TensorRT has less batching throughput improvement than PyTorch on Jetson Nano

Description

I am current measuring batching throughput improvement on Jetson Nano. I run MobileNet V2 using both PyTorch and TensorRT. I expect a better throughput improvement in TensorRT than that of Pytorch. However, when I run my experiment, I get the following Result

PyTorch:

Batch size Inference time(ms) Throughput(fps) Improvement
1 38.82 25.76 1
8 161.93 49.40 1.92

TensorRT

Batch size Inference time(ms) Throughput(fps) Improvement
1 13.02 76.8 1
8 90.37 88.52 1.15

I have attached the scripts to yield these results. It seems that TensorRT has little throughput improvement when doing batching. Did I do something wrong?

Environment

TensorRT Version: 7.1.3
GPU Type: Maxwell
Nvidia Driver Version: L4T 32.4.3
CUDA Version: 10.02
CUDNN Version: 8.0
Operating System + Version: Ubuntu 18.04
Python Version (if applicable): 3.6.9
TensorFlow Version (if applicable):
PyTorch Version (if applicable): 1.6
Baremetal or Container (if container which image + tag):

Relevant Files

Script used to measure the throughput in PyTorch.

#!/usr/bin/env python
# -*- coding: utf-8 -*-

import numpy as np
import torch
import time

from torchvision import models

ITER = 1000


def run_inference(model, img):
    """ Randomly do some inference """
    inputs = img.cuda()
    res = model(inputs)
    return res.cpu()


def main():
    # Get model
    mobilenet = models.mobilenet_v2(pretrained=True).float().eval().cuda()

    batch_size = 8
    input_shape = [batch_size, 3, 224, 224]

    # Warm up
    for i in range(10):
        img = torch.rand(input_shape).float()
        run_inference(mobilenet, img)

    # Record inference time
    inference_time = []
    for i in range(ITER):
        img = torch.rand(input_shape).float()

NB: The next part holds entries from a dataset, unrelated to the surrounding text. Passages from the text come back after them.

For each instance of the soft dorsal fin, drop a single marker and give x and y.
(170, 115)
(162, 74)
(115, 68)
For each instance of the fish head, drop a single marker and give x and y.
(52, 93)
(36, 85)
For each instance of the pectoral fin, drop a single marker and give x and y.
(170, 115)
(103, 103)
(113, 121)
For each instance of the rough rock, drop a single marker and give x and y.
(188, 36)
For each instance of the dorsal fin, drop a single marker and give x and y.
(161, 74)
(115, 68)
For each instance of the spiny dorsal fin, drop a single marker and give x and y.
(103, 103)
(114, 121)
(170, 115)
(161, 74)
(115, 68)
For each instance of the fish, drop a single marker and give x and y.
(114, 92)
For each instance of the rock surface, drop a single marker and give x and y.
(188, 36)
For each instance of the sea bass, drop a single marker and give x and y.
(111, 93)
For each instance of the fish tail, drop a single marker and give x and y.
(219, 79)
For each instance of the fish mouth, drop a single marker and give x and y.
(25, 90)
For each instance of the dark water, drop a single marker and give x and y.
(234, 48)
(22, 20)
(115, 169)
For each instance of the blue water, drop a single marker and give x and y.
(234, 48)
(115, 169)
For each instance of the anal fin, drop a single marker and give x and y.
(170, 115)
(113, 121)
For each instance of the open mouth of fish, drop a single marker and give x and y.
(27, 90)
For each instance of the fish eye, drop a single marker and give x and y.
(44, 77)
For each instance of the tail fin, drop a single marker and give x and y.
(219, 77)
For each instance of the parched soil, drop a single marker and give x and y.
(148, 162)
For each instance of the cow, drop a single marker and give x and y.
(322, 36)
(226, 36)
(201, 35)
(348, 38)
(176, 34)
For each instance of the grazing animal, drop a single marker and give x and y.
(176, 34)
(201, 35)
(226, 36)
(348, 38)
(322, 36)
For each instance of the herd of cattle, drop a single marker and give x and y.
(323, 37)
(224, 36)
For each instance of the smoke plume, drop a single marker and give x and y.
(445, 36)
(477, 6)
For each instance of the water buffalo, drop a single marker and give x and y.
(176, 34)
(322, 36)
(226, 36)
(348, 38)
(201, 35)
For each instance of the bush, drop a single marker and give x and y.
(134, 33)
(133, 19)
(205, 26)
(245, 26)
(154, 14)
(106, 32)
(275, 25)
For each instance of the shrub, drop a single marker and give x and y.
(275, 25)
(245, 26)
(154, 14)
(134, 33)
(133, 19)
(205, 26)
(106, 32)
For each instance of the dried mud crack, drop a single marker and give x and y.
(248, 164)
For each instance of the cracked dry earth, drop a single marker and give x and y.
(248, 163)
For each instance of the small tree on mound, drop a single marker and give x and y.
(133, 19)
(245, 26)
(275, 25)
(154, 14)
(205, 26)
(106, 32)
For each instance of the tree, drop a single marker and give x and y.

        start_t = time.time()
        res = run_inference(mobilenet, img)
        delta_t = (time.time() - start_t) * 1000

        inference_time.append(delta_t)

    avg_inference_time = np.mean(inference_time)
    throughput = 1000 * batch_size / avg_inference_time

    pattern = "{:20}: {:.2f}"
    print(pattern.format("Avg. inference time", avg_inference_time))
    print(pattern.format("Throughput", throughput))


if __name__ == '__main__':
    main()

Script used to export Mobilenet V2:

#!/usr/bin/env python
# -*- coding: utf-8 -*-
import torch
from torchvision import models


# Load model
model = models.mobilenet_v2(pretrained=True)

# export
batch_size = 8
inputs = torch.rand([batch_size, 3, 224, 224])

torch.onnx.export(model, # model to be exported
                  inputs,   # Input to run the model for tracing
                  "mobilenet_v2_bs%d.onnx" % batch_size,  # Output path
                  export_params=True, # If export parameters
                  input_names=["input"],   # Input fields
                  output_names=["output"])  # output fields

Script used to measure performance in TensorRT:

trtexec --onnx=mobilenet_v2_bs8.onnx --iterations=1000

Steps To Reproduce

To get the measurement of PyTorch, just run the script directly.

To get the measurement of TensorRT. First export the model to .onnx format from PyTorch. Then run it with trtexec.

Hi @Kevin3297,
Request you to share your onnx model.

Thanks!

Hi @AakankshaS,

Thanks for your response. The onnx model is exported from torchvision and the export script is provided in the Relevant Files. This issue can be reproduced using the script provided.

Thanks